Der Bürgermeister Ude wurde direkt in Kenntniss gesetzt.
Durch die Vertretungen der Interessensgemeinschaften werden fachlich kompetente und finanzierbare Lösungen, die im letzten Monat von Fachleuten, Architekten und Ingenieuren gemeinsam mit Arbeitsgruppen der IGs ausgearbeitet wurden für die Abwasserproblematik in die Vertragsverhandlungen miteingebracht. Grundvorraussetzung ist für uns, daß keine Mietpreiserhöhungen für die einzelnen Mieter stattfinden.

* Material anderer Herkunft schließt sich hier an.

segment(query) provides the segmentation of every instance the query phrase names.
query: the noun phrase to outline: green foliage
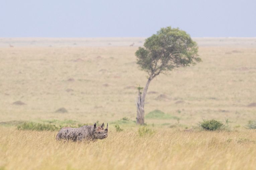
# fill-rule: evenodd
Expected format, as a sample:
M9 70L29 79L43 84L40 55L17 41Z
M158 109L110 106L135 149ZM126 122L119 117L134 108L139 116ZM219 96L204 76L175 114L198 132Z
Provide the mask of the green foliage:
M179 28L161 28L146 39L144 46L135 53L137 64L152 78L175 67L189 66L201 61L196 43Z
M248 129L256 129L256 120L249 120L245 127Z
M57 119L43 120L42 121L43 122L48 123L55 125L58 124L60 125L76 125L78 123L77 121L70 119L65 120L59 120Z
M43 130L50 130L54 131L60 129L55 125L50 124L45 124L39 123L35 123L32 122L25 122L19 125L17 127L18 130L31 130L41 131Z
M214 119L204 120L203 122L200 122L199 124L204 129L211 131L220 129L224 126L223 123Z
M160 110L156 109L149 113L145 116L146 119L175 119L179 120L176 116L173 116L170 114L166 114Z
M121 128L119 125L115 125L115 130L116 132L121 132L123 130L123 129Z
M151 129L147 128L146 126L144 126L139 128L138 133L139 136L142 137L146 135L152 136L155 133L155 131Z

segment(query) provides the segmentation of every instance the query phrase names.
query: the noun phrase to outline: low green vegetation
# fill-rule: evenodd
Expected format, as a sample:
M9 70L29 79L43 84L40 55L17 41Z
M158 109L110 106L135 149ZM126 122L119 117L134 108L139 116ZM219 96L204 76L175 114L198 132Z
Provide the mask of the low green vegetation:
M248 121L248 123L245 126L245 127L248 129L256 129L256 120L250 120Z
M224 126L221 122L214 119L203 120L203 122L199 123L199 125L203 129L211 131L220 130Z
M18 130L31 130L42 131L43 130L50 130L54 131L60 129L59 127L57 127L55 125L45 123L35 123L32 122L24 122L17 126Z
M119 125L115 125L115 130L116 131L116 132L121 132L123 130L123 129L122 129L119 126Z
M176 116L173 116L170 114L165 113L160 110L156 109L149 113L145 116L146 119L174 119L179 120L179 118Z
M155 131L151 129L144 126L139 128L138 133L139 136L142 137L146 135L152 136L155 133Z

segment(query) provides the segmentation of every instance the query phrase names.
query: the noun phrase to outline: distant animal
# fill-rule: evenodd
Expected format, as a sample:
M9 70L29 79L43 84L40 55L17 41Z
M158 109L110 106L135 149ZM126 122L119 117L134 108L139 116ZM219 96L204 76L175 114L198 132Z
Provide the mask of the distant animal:
M107 137L107 123L105 129L104 123L101 126L97 127L95 123L93 125L84 126L79 128L62 128L57 134L56 139L58 140L66 139L76 141L103 139Z
M132 43L132 44L130 45L130 47L132 47L133 46L133 45L134 45L134 43Z

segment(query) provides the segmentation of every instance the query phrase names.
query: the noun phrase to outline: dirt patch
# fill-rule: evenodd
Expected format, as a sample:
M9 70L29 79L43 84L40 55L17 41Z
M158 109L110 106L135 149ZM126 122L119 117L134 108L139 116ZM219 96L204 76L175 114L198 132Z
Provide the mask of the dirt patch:
M184 103L185 102L183 100L179 100L175 102L175 104L180 104L181 103Z
M256 107L256 102L252 103L247 105L248 107Z
M74 81L75 79L73 78L70 78L67 80L68 81Z
M124 89L135 89L137 87L134 86L127 86L124 87Z
M72 91L74 91L73 89L66 89L66 91L67 92L70 92Z
M55 113L67 113L68 111L64 107L61 107L55 111Z
M158 93L158 92L157 92L156 91L149 91L149 92L148 92L148 94L157 94Z
M222 110L222 109L219 109L218 111L219 112L229 112L229 111L227 110Z
M24 123L24 121L20 121L19 120L11 120L11 121L7 121L6 122L0 122L0 125L16 125L21 124Z
M101 69L99 70L99 72L101 72L101 73L106 73L108 72L107 70L106 69Z
M232 51L232 52L233 53L241 53L243 52L243 51L238 51L237 50L234 50Z
M84 60L81 58L78 58L77 59L73 60L73 61L74 62L82 62L84 61Z
M104 87L108 87L110 85L109 85L109 84L108 84L107 83L105 83L105 84L102 84L102 85Z
M16 101L15 102L14 102L12 103L12 104L15 105L24 105L26 104L26 103L22 102L21 101L19 100L18 101Z
M103 108L103 106L94 106L94 108L95 109L99 109L100 108Z
M161 101L166 101L170 99L167 95L164 94L161 94L155 98L155 100Z
M236 70L237 70L240 71L244 71L249 70L250 70L250 69L246 67L239 67L239 68L237 68L237 69L236 69Z

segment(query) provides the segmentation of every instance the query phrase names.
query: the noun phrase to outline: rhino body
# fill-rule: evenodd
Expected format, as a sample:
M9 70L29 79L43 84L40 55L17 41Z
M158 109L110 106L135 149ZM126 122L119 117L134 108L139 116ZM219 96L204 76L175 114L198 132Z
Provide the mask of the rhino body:
M108 125L104 129L104 123L101 126L94 125L84 126L79 128L64 127L61 129L56 136L56 139L66 139L73 141L81 141L83 140L102 139L107 137Z

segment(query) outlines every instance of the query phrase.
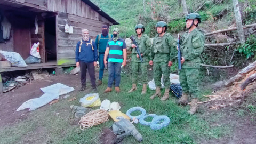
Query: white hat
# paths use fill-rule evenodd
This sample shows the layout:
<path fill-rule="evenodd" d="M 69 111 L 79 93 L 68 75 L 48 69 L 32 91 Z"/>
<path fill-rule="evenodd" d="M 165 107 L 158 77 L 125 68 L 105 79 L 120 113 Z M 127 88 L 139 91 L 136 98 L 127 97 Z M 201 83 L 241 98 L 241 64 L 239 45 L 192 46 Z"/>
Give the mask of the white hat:
<path fill-rule="evenodd" d="M 119 110 L 120 108 L 121 108 L 121 107 L 120 107 L 119 103 L 117 102 L 114 101 L 111 103 L 110 106 L 109 106 L 109 109 L 108 110 L 108 111 L 114 110 Z"/>
<path fill-rule="evenodd" d="M 109 106 L 110 105 L 110 101 L 109 100 L 105 100 L 101 102 L 101 105 L 100 105 L 100 109 L 104 109 L 106 110 L 108 110 L 109 109 Z"/>

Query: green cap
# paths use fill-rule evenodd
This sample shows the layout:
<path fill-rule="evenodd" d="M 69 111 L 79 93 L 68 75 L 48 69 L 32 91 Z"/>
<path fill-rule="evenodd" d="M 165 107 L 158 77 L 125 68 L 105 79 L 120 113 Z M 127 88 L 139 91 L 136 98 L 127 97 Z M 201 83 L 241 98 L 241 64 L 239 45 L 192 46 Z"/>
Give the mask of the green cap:
<path fill-rule="evenodd" d="M 201 22 L 201 16 L 199 15 L 197 13 L 193 12 L 189 13 L 186 17 L 186 21 L 188 19 L 197 19 L 198 20 L 198 23 Z"/>

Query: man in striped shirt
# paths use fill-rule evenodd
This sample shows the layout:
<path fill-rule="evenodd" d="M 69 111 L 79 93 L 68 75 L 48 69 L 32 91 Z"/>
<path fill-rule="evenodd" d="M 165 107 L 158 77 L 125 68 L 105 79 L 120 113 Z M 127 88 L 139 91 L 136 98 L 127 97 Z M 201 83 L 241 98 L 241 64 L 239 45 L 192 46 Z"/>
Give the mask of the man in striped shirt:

Laut Auskunft von Stadt und Bund sind die zuständigen Stellen sehr daran interessiert, die Sache schnell zu lösen.
Das Konkurrenzangebot von Christoph Fisser sichert nur die Zukunft der Mieter am äußeren Rande des Geländes, laut seinem Mitarbeiter Herrn Dietmar Gierl fallen die Gebäude im Inneren, darunter verschiedene Künstlerhäuser, Kindergarten und Gewerbe wie die Großküche "durch das Raster" seines Konzepts.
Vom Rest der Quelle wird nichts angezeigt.